Sie begutachtet ihre Haare. An manchen Stellen zeigen sie auf seltsame Art nach außen, wie jemand, der verwirrende Anweisungen gibt. Ihre Mutter sagt ihr immer, sie soll sich die Haare hinter die Ohren stecken, doch Flossie ist sich bewusst, dass ihre Ohren ein wenig abstehen, deswegen möchte sie sie lieber verstecken. Wie bei vielen anderen Dingen hat sie auch hier das Gefühl, als wäre der Kern ihres Seins eine Reihe unbefriedigender Versuche, etwas zu verbergen, denn jeder dieser Versuche enthüllt wieder etwas Neues, was eigentlich nicht gezeigt werden sollte. Wenn sie sich die Haare hinter die Ohren steckt, sieht man ihre abstehenden Ohren. Wenn sie ihre Taille betont, wirken ihre breiten Hüften noch breiter. Wenn sie ihre Fesseln herzeigt, sieht man auch ihre plumpen Waden. Es ist eine einzige Serie von Finten und Täuschungsmanövern, in der sie sowohl der Zauberer ist, der mit den bunten Taschentüchern winkt, als auch die Assistentin, die mit eingefrorenem Lächeln den weißen Hasen am Nackenfell in die Höhe hält, und irgendwie ist sie auch der Hase, der schlaff von ihrer Hand baumelt. Was eine ständige Angst zur Folge hat, dass sie sich irgendwie selbst verloren hat und ihr die Tauben aus dem Hut entwischt sind.
Flossies schmerzliches Bewusstsein ihrer Fehler wird nicht besser durch Rosalinds Tendenz, die verletzlichsten Momente ihrer Tochter noch schlimmer zu machen. »Das Gewicht musst du von deinem Vater geerbt haben«, sagt Rosalind jedes Mal mitleidig, wenn sie sieht, wie Flossie sich abmüht, ein Kleidungsstück zuzuknöpfen. Oder: »Du siehst hübsch aus, mein Schatz. Stell dir bloß vor, wie viel hübscher du wärest, wenn du diesen Babyspeck loswerden würdest.« Stichelnde Bemerkungen, die sich Flossie schweigend anhören muss, genauso wie die Dienstmädchen stumm bleiben, während sie versuchen, sie präsentabel herzurichten – bis auf ein paar schnelle Schnaufer, wenn sie ihr das Korsett anlegen. Ihr Erscheinungsbild scheint eine Sache konstanter Bemühungen zu sein, von allen Beteiligten. Kein Wunder, dass ihre Kleidungsstücke wütende Spuren an ihr hinterlassen.

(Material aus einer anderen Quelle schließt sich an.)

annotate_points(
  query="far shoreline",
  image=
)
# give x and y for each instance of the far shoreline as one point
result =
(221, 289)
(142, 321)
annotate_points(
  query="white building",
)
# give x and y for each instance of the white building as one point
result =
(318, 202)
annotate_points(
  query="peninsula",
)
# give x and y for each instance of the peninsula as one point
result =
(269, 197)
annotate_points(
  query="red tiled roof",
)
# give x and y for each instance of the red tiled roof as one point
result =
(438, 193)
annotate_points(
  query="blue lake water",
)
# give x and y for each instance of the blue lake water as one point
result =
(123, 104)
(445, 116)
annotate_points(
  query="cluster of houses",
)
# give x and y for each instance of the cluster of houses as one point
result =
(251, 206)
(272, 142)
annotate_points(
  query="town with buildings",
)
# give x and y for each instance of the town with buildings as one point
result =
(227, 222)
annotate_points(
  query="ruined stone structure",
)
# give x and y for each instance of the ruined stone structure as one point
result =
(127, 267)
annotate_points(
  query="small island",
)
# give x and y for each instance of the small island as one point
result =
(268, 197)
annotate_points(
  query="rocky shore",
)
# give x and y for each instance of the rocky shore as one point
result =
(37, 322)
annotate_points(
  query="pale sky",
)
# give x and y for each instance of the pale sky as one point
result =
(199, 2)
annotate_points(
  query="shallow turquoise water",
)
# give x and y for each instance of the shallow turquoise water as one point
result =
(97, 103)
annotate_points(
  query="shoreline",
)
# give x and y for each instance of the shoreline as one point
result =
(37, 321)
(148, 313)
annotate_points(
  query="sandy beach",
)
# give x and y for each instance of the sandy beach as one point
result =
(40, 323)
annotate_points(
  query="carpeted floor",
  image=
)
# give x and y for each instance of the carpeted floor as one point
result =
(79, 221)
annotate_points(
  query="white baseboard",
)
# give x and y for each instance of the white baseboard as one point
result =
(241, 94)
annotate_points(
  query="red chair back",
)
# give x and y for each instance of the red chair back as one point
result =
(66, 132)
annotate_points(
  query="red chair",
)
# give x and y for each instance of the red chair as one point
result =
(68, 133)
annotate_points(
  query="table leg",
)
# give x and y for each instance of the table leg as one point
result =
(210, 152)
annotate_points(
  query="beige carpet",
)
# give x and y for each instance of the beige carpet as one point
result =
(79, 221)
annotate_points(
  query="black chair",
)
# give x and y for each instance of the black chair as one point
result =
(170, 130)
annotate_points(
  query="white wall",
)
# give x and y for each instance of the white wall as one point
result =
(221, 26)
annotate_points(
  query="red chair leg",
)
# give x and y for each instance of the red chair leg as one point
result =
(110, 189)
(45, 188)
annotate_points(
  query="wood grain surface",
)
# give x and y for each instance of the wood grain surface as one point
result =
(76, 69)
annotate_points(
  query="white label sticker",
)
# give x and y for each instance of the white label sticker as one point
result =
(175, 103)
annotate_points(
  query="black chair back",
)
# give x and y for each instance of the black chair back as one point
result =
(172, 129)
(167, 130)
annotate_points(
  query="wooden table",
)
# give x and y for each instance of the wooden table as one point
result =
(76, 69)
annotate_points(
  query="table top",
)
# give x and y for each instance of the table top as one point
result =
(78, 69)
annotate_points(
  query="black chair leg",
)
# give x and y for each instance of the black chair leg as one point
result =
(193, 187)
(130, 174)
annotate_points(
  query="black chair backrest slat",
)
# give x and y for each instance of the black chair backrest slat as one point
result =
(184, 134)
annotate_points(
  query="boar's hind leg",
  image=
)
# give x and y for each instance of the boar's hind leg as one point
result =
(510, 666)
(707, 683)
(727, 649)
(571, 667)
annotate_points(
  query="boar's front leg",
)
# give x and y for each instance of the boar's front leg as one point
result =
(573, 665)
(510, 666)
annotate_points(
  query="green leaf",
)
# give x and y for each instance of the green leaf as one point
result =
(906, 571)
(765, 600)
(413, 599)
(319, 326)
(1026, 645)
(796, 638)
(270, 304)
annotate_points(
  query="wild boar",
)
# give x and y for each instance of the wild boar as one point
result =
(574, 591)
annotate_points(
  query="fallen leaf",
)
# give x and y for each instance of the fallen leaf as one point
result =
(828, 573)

Im Salon sieht sie ihr Gesicht im Spiegel vor Anstrengung glänzen. Vielleicht wäre es besser, wenn sie heute Abend einfach ihre neue Gasmaske aufsetzen würde. Da erscheint Cristabel über ihrer Schulter, mit ihrem starren Falkenblick.
»Du hast mich vielleicht erschreckt, Crista«, sagt Flossie. »Die Cunninghams sind hier und außerdem ein bedrückter Journalist. Nicht wirklich geeignete Kandidaten für meine anhaltende Jagd nach einem Ehemann.«
»Tja, in der Not schmeckt jedes Brot«, gibt Cristabel zurück, immer noch ohne zu blinzeln. Sie hat den ausdruckslosen Blick, mit dem Kinder andere Kinder bei der ersten Begegnung einschätzen, ebenso ungehobelt wie unbekümmert. Ihr Haar ist nicht in Locken gelegt, und sie trägt es auf Kinnlänge stumpf abgeschnitten. Sie hat ein Kleid mit dünnen Trägern an, das früher mal Rosalind gehört hat und ihr weder steht noch passt. Ihre kräftigen Schultern hat sie hochgezogen, als wäre sie draußen in ihrem Nachthemd erwischt worden. Sie mustert Flossie mit gerunzelter Stirn. »Bist du jetzt fertig mit deinen Haaren?«
»Ich hab nicht an meinen Haaren herumgespielt. Ich hab mich von meinem Spiegelbild traurig machen lassen.«
»Ich hatte noch nie viel für Spiegel übrig«, sagt Cristabel. »Deine Mutter und du, ihr schaut ständig hinein. Warum eigentlich? Ist doch nicht so, dass sich so viel verändern würde vom einen Moment auf den nächsten.«
Wie bestellt erscheint Rosalind auf der Schwelle, in einem fließenden Gewand in königlichem Purpur, und ihre hohen Absätze klappern auf dem Boden. »Cin cin«, sagt sie fröhlich und prostet mit ihrem Cocktailglas einem ihrer Gäste zu. »Warum versteckt ihr Mädchen euch hier drinnen? Ich habe jede Menge charmanter junger Männer eingeladen. Sehen alle umwerfend aus in ihren Uniformen.« Sie ist lebhaft, stark parfümiert, hat sich die Nägel lackiert und das Haar frisiert.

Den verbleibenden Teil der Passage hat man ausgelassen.